Unlike the original study, and like Wilcox (2018)’s replication attempt, the present study will present the instructions in the form of an online questionnaire rather than in person. The change in experimental setting may have the result that respondents are less likely to pay as much attention to the reasoning task as they would have in an in-person environment in which an experimenter is present. Ultimately, we don’t know how much of a difference this makes. However, by keeping track of response times and evaluating their written justifications, we might at least be able to estimate whether a response was thorough or rushed. Another possible benefit of administering the survey online is that participants may take it in a less stress-inducing environment, which may improve their responses.
While Wilcox (2018) included an explicit attention check in terms of a simple question (‘In the earlier scenario, how many doors were there in total (including either opened or unopened doors)?’), this study will use a passive compliance check instead.
Unlike the original study, the present study will use a pre-test to screen out participants who are already familiar with the Monty Hall problem. This is done to stay within the budget. One downside is that the pre-test may dissuade participants from working on the task (as Wilcox (2018) himself acknowledged in the Methods Addendum in his report).
An extra question (‘Did you arrive at the answer on your own?’) was added to the post-test in an attempt to screen out participants who used AI or some other resource to arrive at the answer.
The questionnaire that Wilcox (2018) used divided the task over two separate pages. In particular, the text box recorded participant’s justification for their answer was presented on a separate page from the scenario. By contrast, the present study will present all questions on one page (except for the post-test questions that inquire into familiarity with the Monty Hall problem), so that participants don’t have to keep the scenario/illustration in memory or switch back and forth. This experience is closer to the original study, where participants were given a one-page worksheet.
In the original study, participants were allowed to visually represent their justifications for their responses in various formats, such as drawings of doors. For technical reasons, Wilcox (2018)‘s study didn’t enable participants to draw such pictures. However, the ability to make sketches may be an important part of participants’ reasoning. For example, considering the various possibilities (as in Table 1 or Figure 1 above) may be an important and fruitful step in solving the problem (and, moreover, the authors of the original study intended the experimental condition to encourage such solution attempts). However, it is very demanding if not impossible to keep all possibilities in short-term memory. Similarly, some participants may choose to write formulas in solving the problem. This is difficult to do in a text box. In other words, it is possible that the Monty Hall problem can’t easily be solved without the use of external tools such as pen and paper. By limiting the ability for participants to take notes, Wilcox (2018)‘s replication study may inadvertently have interfered with participants’ reasoning in a non-trivial way that affects the results. Therefore, participants will be allowed to create drawings on paper and to upload a photograph of their work.
A different coder (myself) will code the justifications as correct or incorrect according to the criteria specified in the original paper. The results could be influenced by imperfect inter-coder reliability, i.e. the original coders and Wilcox (2018) may have applied slightly different coding criteria than I did.

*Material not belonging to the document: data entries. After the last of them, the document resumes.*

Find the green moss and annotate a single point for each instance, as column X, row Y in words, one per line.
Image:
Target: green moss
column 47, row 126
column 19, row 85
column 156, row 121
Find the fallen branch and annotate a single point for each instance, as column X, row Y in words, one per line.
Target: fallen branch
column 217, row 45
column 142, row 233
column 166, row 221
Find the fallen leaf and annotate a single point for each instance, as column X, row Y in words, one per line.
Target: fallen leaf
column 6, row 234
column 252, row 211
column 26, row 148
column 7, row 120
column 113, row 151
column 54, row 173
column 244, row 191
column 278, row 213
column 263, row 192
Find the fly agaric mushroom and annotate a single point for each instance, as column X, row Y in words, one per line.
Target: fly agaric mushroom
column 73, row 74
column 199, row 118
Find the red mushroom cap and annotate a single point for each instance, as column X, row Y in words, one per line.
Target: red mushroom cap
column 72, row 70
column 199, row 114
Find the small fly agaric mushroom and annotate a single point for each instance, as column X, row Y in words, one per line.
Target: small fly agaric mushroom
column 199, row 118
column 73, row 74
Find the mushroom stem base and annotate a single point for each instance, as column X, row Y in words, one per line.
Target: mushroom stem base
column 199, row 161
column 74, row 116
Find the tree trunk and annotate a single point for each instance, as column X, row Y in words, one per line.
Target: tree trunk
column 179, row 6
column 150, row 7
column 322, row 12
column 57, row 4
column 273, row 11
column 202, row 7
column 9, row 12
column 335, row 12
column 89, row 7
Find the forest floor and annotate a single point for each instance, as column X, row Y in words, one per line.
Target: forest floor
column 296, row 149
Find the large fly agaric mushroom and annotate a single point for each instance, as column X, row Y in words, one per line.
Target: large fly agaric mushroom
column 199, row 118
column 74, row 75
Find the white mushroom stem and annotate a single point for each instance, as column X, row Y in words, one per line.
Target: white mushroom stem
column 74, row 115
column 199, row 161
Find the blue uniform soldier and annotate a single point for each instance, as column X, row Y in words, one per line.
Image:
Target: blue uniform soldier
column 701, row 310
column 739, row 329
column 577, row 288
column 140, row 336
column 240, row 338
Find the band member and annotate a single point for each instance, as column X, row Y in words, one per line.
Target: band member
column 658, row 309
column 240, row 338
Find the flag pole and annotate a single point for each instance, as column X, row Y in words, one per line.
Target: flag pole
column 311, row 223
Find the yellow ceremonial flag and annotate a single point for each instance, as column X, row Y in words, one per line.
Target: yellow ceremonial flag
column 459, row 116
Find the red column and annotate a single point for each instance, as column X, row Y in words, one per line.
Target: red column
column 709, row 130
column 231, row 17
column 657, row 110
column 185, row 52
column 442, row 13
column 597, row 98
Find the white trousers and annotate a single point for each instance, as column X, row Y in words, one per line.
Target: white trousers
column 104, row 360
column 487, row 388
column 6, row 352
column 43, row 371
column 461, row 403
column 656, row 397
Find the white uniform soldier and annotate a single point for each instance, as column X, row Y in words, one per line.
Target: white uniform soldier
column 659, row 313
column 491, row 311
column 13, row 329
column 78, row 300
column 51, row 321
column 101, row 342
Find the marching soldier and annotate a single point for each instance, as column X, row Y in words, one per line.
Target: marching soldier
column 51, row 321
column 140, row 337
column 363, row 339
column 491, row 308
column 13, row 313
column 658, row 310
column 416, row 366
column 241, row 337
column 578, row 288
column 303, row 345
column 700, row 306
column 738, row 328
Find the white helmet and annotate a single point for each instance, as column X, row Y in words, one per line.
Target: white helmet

Methods Addendum (Post Data Collection)

Actual Sample

300 potential participants were pre-screened on Prolific, 100 of which participated in the experiment. The average age of those 100 participants was 30.4 years. 45 participants identified as female, 54 as male, and 1 preferred not to disclose their gender identity. The participants lived in 78 different nations. Out of those 100 participants, 75 passed the exclusion criteria spelled out above.

Differences from pre-data collection methods plan

None.

Results

Data preparation

### load packages
library("tidyverse")
library("qualtRics")
library("plyr")
library("dplyr")

# NOTE: As answers have to be manually coded, the analysis pipeline is split
# into two parts. First, the anonymized data are loaded, tidied, and the
# exclusion criteria are applied. Then, the data frame is exported as a CSV file
# for manual coding. Once the coding is complete, the analysis continues below.

### load anonymized data
data <- read.csv("../data/experiment.csv")

### tidy data
tidy_data = data |>
  unite(switch, c(Q10, Q20), na.rm = T) |>
  mutate(switch = case_when(switch == 'switch to door 2' |
                            switch == 'switch to the last remaining door' ~ TRUE,
                         TRUE ~ FALSE)) |> 
  dplyr::rename(wins_cases_if_stays = Q7,
                wins_cases_if_switches = Q9,
                already_familiar = Q14,
                already_knew_answer = Q15,
                own_answer = Q43) |> 
  mutate(already_familiar = 
           case_when(already_familiar ==
                       'I was familiar with this game' ~ TRUE,
                                      TRUE ~ FALSE)) |> 
  mutate(already_knew_answer = 
           case_when(already_knew_answer ==
                       'I already knew what the correct answer should be' ~ TRUE,
                                         TRUE ~ FALSE)) |> 
  mutate(own_answer = 
           case_when(own_answer ==
                       'I arrived at the answer on my own' ~ TRUE,
                                TRUE ~ FALSE)) |> 
  mutate(control = 
           case_when(is.na(wins_cases_if_stays) ~ TRUE,
                             TRUE ~ FALSE))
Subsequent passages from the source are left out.